Thursday, August 9, 2012

magical médico


I saw a doctor yesterday, and I’m proud. 

Not just of myself, for finally nutting up and going, but mostly of myself, for talking to him for I think five whole minutes before he buzzed for a nurse who spoke English. 

We even chatted while waiting for her. I learned that he has an eleven-year-old granddaughter in Fort Lauderdale who has become a local tennis sensation in spite of having contracted diphtheria during the reconstruction of the South. 

Maybe it was this feeling -that my Portuguese is getting really good- that led me to keep saying yes when asked if I understood things I didn’t really understand. 

A great snowball was born; as his confidence in me grew so did mine and vice versa. Soon he was joking and laughing in Portuguese and I was laughing along in what I’d bet my soul were all the right places. I threw lots of ‘ohh’-s and ‘aha’-s on top to make it pretty.

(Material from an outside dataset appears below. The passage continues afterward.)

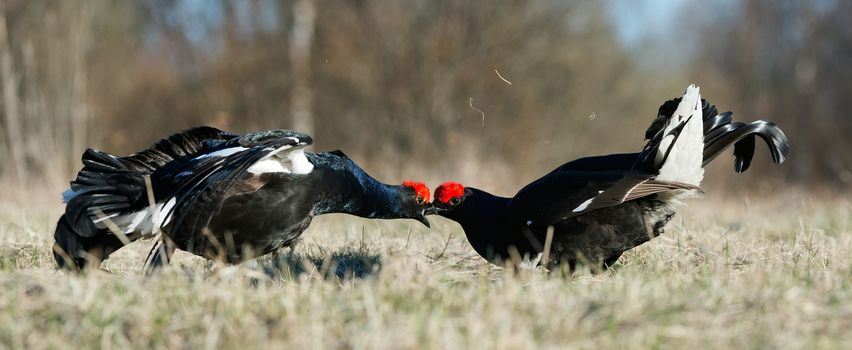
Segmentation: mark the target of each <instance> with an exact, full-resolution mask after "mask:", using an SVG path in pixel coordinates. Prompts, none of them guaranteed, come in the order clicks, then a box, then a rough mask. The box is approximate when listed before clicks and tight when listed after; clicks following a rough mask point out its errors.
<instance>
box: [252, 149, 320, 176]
mask: <svg viewBox="0 0 852 350" xmlns="http://www.w3.org/2000/svg"><path fill="white" fill-rule="evenodd" d="M289 148H292V147H291V146H285V147H281V149H278V150H276V151H275V152H273V153H271V154H270V155H268V156H266V157H265V158H264V159H261V160H260V161H258V162H257V163H255V164H254V165H252V166H251V168H249V172H251V173H253V174H263V173H291V174H307V173H310V172H311V171H312V170H314V164H313V163H311V161H309V160H308V157H306V156H305V150H303V149H301V148H299V149H295V150H292V151H290V152H281V151H282V150H284V149H289Z"/></svg>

Then he sat and wrote - spanning two pages of a double-sized prescription pad - what looked like a college essay or the beginning of a novel. He talked a lot about how and when to take each of the six thousand medications he was prescribing, and I think at one point asked if I was allergic to something or other. (I said não; I’m probably not.) 

The English speaking nurse was long gone at this point. (She’d pretty much just walked in, said ‘what you have is viral. We can only treat it symptomatically.’ and then left. I wondered if she was some drunken trick pony hired only to do that.) 

Several people have hinted that the climate here gives gringoes the flu. Which makes sense. If I were a region in South America i would  give gringoes the flu too.

So I figured I’d just continue pretending to understand him, bring the handwritten tome to the pharmacy, pretend to understand the pharmacist, then at some point call one of my friends and make him translate.

Alas, I was too proud. 

Well, a mixy of being too proud, unable to read the doctor's handwriting, and too lazy to type and email what he'd written even if I could read it. (I guess this is kind of bullshit since at that point I had a typed printout from the pharmacist.) 

my sick legs
I figured I would watch Justified on Netflix and occasionally stare at the pile of medication. The answers would come.

And they did, in the form of our realtor dropping by to pick up some paperwork. All I wanted was for her to tell me which ones to take when, but she's German, so she also opened all the boxes and read the little booklets to make sure I wasn't allergic to anything. 

By the time she left I was too tired to start taking them, so I decided to watch more Justified and start anew the next day. And it's working! I feel better.